ああ、このテーブルクロスもあの店で買ったんだった。
妻はベージュがいいと言って、僕は淡いグリーンの方がいいんじゃない?と言った。
『じゃあ、両方!洗い替えにするから。いいでしょ?』
頭の中に妻の声が再生される。
「やだもう、パパ泣かないで。」
リコが懸命に両手で僕の背中をさすって、いつの間にか一緒に泣いていた。
一度嗚咽したら、そのまま大声で泣いてしまいそうで、声を殺したままテーブルクロスの上にいくつも涙を落とし続けた。

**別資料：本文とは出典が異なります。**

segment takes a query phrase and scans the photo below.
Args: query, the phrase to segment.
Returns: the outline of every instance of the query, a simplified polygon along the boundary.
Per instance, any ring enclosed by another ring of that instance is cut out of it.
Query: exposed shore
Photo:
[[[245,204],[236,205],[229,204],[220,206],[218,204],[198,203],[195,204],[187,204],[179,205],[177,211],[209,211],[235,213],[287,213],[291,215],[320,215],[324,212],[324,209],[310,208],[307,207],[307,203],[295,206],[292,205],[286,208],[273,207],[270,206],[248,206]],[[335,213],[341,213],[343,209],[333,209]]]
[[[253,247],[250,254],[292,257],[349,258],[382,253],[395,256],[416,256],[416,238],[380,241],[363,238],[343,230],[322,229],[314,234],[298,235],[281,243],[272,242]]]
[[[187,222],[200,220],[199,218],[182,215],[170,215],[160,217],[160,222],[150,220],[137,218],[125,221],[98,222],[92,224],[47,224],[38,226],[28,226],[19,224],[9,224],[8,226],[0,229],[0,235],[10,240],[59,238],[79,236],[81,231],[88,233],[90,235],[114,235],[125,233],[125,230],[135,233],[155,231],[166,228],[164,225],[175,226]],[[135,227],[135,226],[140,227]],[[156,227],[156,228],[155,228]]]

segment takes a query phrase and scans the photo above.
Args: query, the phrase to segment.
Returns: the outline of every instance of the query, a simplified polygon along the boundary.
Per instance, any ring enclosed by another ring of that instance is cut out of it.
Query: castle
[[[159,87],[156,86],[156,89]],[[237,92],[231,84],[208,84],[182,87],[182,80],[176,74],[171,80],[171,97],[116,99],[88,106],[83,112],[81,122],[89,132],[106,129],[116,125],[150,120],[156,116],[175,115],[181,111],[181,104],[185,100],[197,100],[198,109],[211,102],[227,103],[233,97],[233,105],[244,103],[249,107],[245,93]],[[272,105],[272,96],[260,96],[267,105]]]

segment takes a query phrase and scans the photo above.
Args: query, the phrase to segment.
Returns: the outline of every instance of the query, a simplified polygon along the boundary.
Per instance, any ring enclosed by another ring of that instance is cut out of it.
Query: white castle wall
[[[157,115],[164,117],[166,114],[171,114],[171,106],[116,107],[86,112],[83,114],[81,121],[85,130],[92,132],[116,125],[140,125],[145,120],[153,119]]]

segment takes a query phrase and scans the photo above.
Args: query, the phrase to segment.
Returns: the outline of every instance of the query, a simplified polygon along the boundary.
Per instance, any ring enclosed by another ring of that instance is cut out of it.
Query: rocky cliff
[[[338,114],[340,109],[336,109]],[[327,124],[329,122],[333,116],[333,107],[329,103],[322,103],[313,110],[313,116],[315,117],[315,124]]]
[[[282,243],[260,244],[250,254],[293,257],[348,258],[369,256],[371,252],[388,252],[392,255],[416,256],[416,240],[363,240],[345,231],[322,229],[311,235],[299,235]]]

ああ、このテーブルクロス、もう洗濯しなきゃいけないな。
泣きながら、頭の隅でそんなことを考えてしまう自分が滑稽だった。
【六月八日】
「おはよう。」
いつものように、朝食が準備されたテーブルに着きながら妻に尋ねる。
「どう?最後にいい思い出ができた?」
妻はすっきりした顔で僕を見つめると頷いた。
「ええ、はいこれ。どうもありがとう。」
エプロンのポケットからドリームキャッチャーを取り出し、僕に差し出すと茶碗にご飯をよそいはじめた。
受け取ったドリームキャッチャーの画面をなんとなく表示させる。そこには『家族葬 虹の橋』という葬儀社の資料が映し出された。
なぜ葬儀社?
画面をスライドすると次は『自宅で亡くなるということ』という本だった。
奇妙に感じたところで妻が振り返り、慌てて画面を消す。
「とても楽しかった。幸せだったわ。」
笑顔で話す妻は満足気だった。
これで良かった。みじめな気持ちはもうお終いだ。こんなのはもう二度と嫌だった。
けれども、妻があんなに楽しそうな表情を僕に向けることは、もう二度と無いのだろうか?
僕は、僕では…。
いつのまにか眉間に皺を寄せながら、鞄にドリームキャッチャーをしまう。
僕のしかめっ面を見て、妻はフフッと笑った。
「ねぇ、この前話してた映画、もう一度見たくなっちゃったの。週末付き合ってくれない?」
「え?」
驚いて、妻を見上げた。
「それからあの店も。新しいテーブルクロスを買いたいの。」
そう言うと妻は踵を返し、鼻歌まじりで僕のための味噌汁をつぎはじめた。